Brent futures <LCOc1> fell 95 cents, or 1.5 percent, to settle at $62.21 a barrel, while U.S. West Texas Intermediate (WTI) crude <CLc1> lost $1.06, or 1.9 percent, to end at $55.70, the lowest close for both contracts since Nov. 3.
Market watchers said declines in recent days caused hedge funds and some other traders to get nervous and sell out of their positions after speculators amassed a record bullish position in the petroleum complex.
Just last week, prices for both crude benchmarks hit their highest levels since 2015.
Ahead of data from the American Petroleum Institute (API), an industry trade group, analysts in a Reuters poll forecast U.S. crude stocks declined by 2.2 million barrels last week. API will release its report at 4:30 p.m. EST (2130 GMT) on Tuesday.
The IEA, meanwhile, delivered a surprisingly downbeat outlook for oil demand in its monthly market report, showing an expected slowdown in consumption that was at odds with a more bullish view from the producer group OPEC on Monday.
The Paris-based IEA cut its oil demand growth forecast by 100,000 barrels per day (bpd) for this year and next, to an estimated 1.5 million bpd in 2017 and 1.3 million bpd in 2018.
The IEA said warmer temperatures could reduce consumption, while sharply rising output from some producer countries might bring back the global crude glut in the first half of 2018.

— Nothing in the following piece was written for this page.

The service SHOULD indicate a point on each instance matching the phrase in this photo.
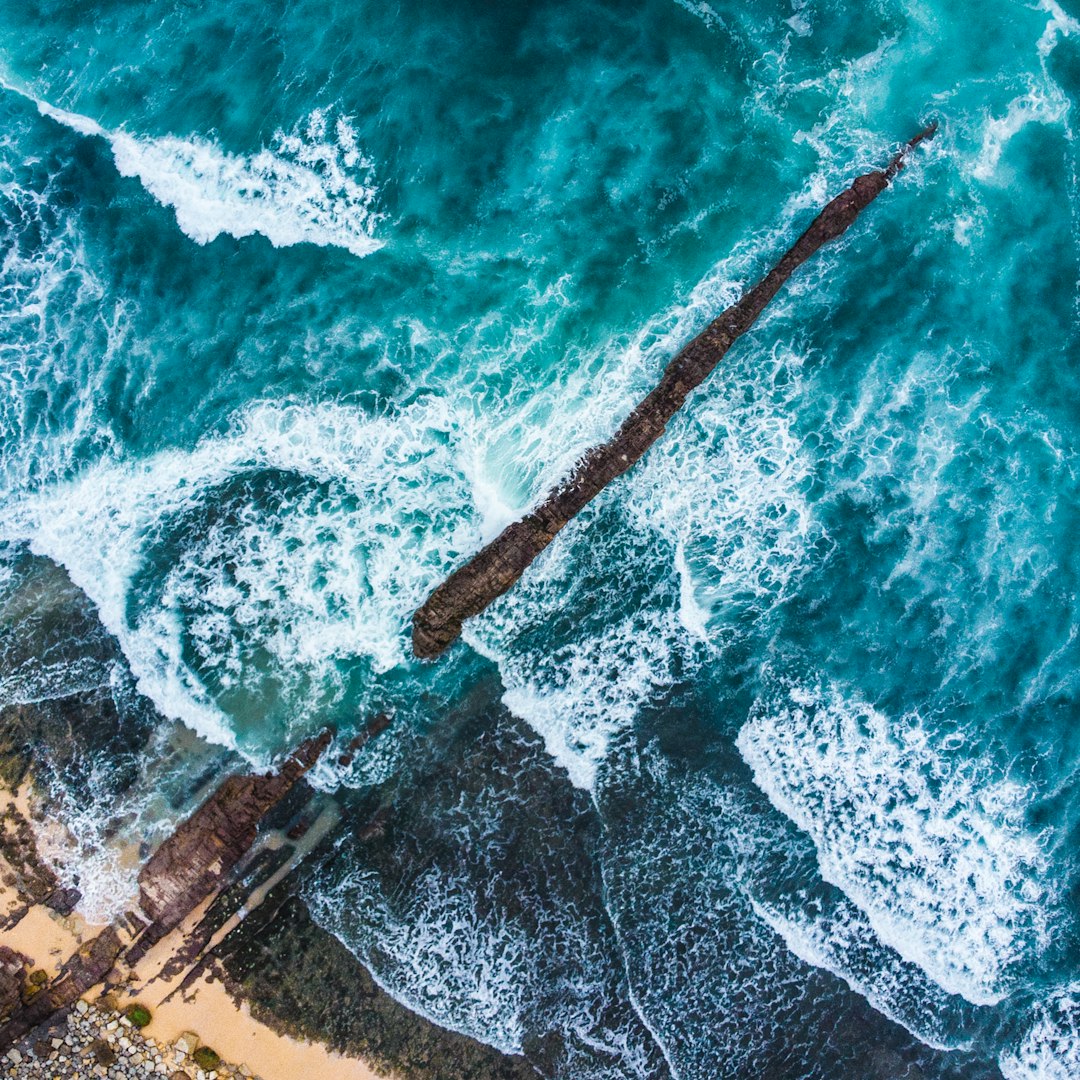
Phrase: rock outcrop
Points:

"The IEA slashing its oil demand growth forecast for this year and the next has dampened some of the bullish sentiment prevailing in the market," Abhishek Kumar, Senior Energy Analyst at Interfax Energy’s Global Gas Analytics in London.
This sentiment comes in part on the back of rising U.S. oil output <C-OUT-T-EIA>, which has grown by more than 14 percent since mid-2016 to a record 9.62 million bpd.
The U.S. government said on Monday U.S. shale production in December would rise for a 12th consecutive month, increasing by 80,000 bpd.
"The recent price support, namely the tension in the Middle East, has been swept aside as rising rig counts and U.S. shale output (are) in the focus of traders," PVM Oil Associates analyst Tamas Varga said.
Despite the cautious sentiment, traders said oil prices were unlikely to fall far, largely due to supply restrictions led by the Organization of the Petroleum Exporting Countries and Russia, which have helped reduce excess stockpiles.